Over the last couple of months, I’ve been posting my original art collection in alphabetical order. I’ve worked my way though “A” and “B”; now on to “C”. What better place to start than with “Caniff”, i.e., Milton Caniff. Here we have a gorgeous “Terry and The Pirates” daily, part of the historic “Death of Raven Sherman” storyline (Ms. S is seen in the back ground of panel 1. Look fast; in 2 months she’ll be dead). For an added bonus, the Dragon Lady is featured in panels 1 and 2.
Every panel has something beautiful to look at, either with the characters, the composition, the spotting of blacks and use of silhouette. I especially like panel 2, with the outdoor shadow bisecting the bald dude’s head, acting as the outline of his skull, the rest of him practically a silhouette against the ground-white. (Interestingly, no texture ground-texture marks are made to add perspective to that surface).

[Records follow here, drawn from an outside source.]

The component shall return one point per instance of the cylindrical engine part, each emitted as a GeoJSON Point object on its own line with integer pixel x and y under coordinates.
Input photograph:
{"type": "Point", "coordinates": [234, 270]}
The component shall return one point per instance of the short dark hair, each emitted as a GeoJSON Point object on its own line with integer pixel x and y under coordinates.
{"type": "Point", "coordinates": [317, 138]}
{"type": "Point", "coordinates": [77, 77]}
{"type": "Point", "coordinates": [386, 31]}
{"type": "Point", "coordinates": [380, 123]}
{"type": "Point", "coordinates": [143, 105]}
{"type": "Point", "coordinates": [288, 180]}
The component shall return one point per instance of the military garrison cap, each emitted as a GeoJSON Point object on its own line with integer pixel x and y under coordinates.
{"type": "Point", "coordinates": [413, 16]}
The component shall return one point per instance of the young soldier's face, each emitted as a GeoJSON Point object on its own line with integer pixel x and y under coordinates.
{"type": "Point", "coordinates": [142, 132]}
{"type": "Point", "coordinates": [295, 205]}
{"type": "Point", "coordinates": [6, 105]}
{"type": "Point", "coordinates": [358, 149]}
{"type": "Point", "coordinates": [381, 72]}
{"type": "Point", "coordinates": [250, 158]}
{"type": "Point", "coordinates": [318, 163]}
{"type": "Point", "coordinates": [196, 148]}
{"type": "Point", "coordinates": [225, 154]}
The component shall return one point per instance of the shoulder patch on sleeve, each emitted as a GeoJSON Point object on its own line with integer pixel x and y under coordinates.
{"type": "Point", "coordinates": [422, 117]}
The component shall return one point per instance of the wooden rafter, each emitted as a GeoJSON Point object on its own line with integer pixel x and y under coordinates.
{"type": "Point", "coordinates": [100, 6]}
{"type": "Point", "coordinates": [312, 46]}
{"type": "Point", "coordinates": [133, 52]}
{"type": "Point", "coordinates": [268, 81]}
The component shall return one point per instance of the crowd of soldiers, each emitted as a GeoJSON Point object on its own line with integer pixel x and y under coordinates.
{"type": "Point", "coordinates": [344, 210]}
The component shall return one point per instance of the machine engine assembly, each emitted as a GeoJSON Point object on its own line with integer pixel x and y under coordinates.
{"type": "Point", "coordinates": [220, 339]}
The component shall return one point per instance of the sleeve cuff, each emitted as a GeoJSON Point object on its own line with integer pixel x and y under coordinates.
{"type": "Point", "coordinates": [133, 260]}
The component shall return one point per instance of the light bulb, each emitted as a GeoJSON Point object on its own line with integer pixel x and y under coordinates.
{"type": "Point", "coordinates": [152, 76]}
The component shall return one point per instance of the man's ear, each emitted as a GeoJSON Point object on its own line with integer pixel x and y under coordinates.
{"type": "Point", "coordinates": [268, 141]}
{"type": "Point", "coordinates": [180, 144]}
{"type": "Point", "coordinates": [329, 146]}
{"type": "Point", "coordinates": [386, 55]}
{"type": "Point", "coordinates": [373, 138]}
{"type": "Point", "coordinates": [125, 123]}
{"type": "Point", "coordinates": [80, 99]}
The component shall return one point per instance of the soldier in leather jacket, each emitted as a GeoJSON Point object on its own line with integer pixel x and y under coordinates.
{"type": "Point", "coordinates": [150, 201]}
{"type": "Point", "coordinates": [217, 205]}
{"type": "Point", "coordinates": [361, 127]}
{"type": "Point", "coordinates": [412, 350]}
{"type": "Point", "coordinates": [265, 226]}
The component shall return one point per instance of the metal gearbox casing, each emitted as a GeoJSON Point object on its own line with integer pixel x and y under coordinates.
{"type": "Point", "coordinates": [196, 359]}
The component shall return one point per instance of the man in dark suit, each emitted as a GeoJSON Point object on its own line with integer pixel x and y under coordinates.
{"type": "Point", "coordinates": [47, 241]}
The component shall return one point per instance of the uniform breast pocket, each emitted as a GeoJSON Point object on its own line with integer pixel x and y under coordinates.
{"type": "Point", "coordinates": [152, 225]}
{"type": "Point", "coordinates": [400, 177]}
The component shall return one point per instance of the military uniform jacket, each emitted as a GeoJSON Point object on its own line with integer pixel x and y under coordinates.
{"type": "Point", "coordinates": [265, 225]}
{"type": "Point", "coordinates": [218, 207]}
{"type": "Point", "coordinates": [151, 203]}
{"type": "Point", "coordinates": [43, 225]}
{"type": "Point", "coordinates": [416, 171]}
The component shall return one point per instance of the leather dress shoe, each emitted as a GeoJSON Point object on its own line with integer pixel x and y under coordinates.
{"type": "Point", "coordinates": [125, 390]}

I don’t want to neglect panels 2 or 3; they could have been used as examples in Wally Wood’s famous “Panels That Always Work” tutorial. We are in the presence of a master, sure of his abilities, flinging a multitude of grace notes with casual ease, like droplets of sweat from a Whirling Dervish.
Panel 3: Note the jagged rocks forming an inverted “V”, giving depth to the down-shot composition, the silhouetted figure acting as middle ground for the lower-right man and the lower left riflemen lying in ambush.
Panel 4: Another down shot (two in a row!), the grassy hump in the lower foreground serving as a frame for the line of parked cars further downhill. And I LOVE LOVE LOVE the middle car with its open door and the tiny figure, again, basically, a silhouette with the light of the shoulder picked out with a tiny fleck of white paint, the gun he loosely holds clearly but subtly framed by the light on the running board and the ground beneath. And the white-silhouette power lines, framed against the darkness of the hills.
And all the expository yadda yadda yadda. This is one dialogue-heavy daily. And it’s PAINLESS, in fact, even enjoyable. The compositions are arranged around these balloon blimps so that nothing pictorial is lost.